You might think you can keep 16 year olds from looking at porn, if they want to. You can't. You have never been able to. All you can do is teach them that the law is stupid and pointless, and they should treat rules with contempt. But they'll still be able to look at porn.
What you can do is allow the government and private companies to track everyone, everywhere, all the time. And you can create more gatekeepers that hold personal identity data, misuse it, and leak it.
Yeah, I agree with this. I think age-related content moderation is a losing fight and one that will create more contempt for laws, more surveillance, and much more PII surface area that will be exploited.
There are really two "core" issues at play:
1. The prudish nature of US society
2. The fact that we don't have data privacy laws and restrictions on digital surveillance by private companies
Sixteen year olds? Sure, mysterious Forest Porn and the older brother who'd give you skin mags have always existed. And Cinemax at night, catching the odd frame that somehow gets thought the scrambler. Whatever.
But we can't realize all the supposed glorious promise of all this tech bullcrap for education and free exploration of younger kids if we can't at least come pretty damn close to guaranteeing that an eight-year-old won't stumble on Rotten.com or hardcore porn if an adult isn't looking over their shoulder constantly. And whatever that solution is needs to work for parents who don't have the know-how or time to be sysadmins for their household.
I’m still trying to figure out why mysterious forest porn was a thing. I definitely encountered it.
I'm not overly concerned with 16 year olds. But the tools for protecting younger children suck. A consistent account setting and header would do a lot to improve parental controls.
> What you can do is allow the government and private companies to track everyone, everywhere, all the time. And you can create more gatekeepers that hold personal identity data, misuse it, and leak it.
This is already happening. A central setting would improve privacy over the way things are right now.
> A central setting would improve privacy over the way things are right now.
What? How? What improvement are you seeing that I'm not?
Putting all our PII into one huge repository and then letting corps and govts access it sounds like a dystopian nightmare. This is why we don't like Palantir.
What happens if a bad guy steals that data and your identity? They go and look at CSAM using your ID? The police turn up at your door and cart you off to prison? Are you really going to be able to argue that it wasn't you? If so, what is the point of the system? If we're relying on IP addresses and other evidence for access (so you can fight these charges) can't we just use them in the first place?

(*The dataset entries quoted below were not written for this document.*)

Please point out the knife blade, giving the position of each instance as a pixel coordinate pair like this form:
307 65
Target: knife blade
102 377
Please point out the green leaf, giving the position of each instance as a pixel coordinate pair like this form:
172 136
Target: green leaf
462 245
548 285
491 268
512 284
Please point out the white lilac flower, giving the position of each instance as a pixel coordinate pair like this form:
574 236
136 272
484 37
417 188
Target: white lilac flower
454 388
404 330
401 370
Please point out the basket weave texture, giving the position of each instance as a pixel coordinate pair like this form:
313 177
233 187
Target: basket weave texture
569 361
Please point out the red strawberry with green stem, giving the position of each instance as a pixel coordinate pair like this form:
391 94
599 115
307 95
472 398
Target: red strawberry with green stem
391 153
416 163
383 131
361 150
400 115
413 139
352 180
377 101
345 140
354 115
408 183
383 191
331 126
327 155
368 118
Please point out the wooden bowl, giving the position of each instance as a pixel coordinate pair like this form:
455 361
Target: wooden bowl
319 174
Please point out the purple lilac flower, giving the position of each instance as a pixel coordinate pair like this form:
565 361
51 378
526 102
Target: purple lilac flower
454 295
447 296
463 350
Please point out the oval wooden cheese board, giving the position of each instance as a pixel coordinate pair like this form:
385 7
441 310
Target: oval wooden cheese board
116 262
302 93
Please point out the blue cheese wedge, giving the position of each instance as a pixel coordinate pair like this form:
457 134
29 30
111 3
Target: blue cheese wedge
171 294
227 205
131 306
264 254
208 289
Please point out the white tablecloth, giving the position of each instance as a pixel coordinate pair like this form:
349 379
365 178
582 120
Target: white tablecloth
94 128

I don't know what you're talking about, but it's not what this kind of bill is about.
This kind of bill is about the OS telling things whether you're: 0-12, 13-15, 16-17, 18+
No databases, no stealable identity, only the barest sliver of 2 bits of PII.
As for how it's an improvement, we already have sites asking to see your driver's license or pictures of your face for much worse age verification paradigms. If most of those changed to a local age setting, privacy would go up.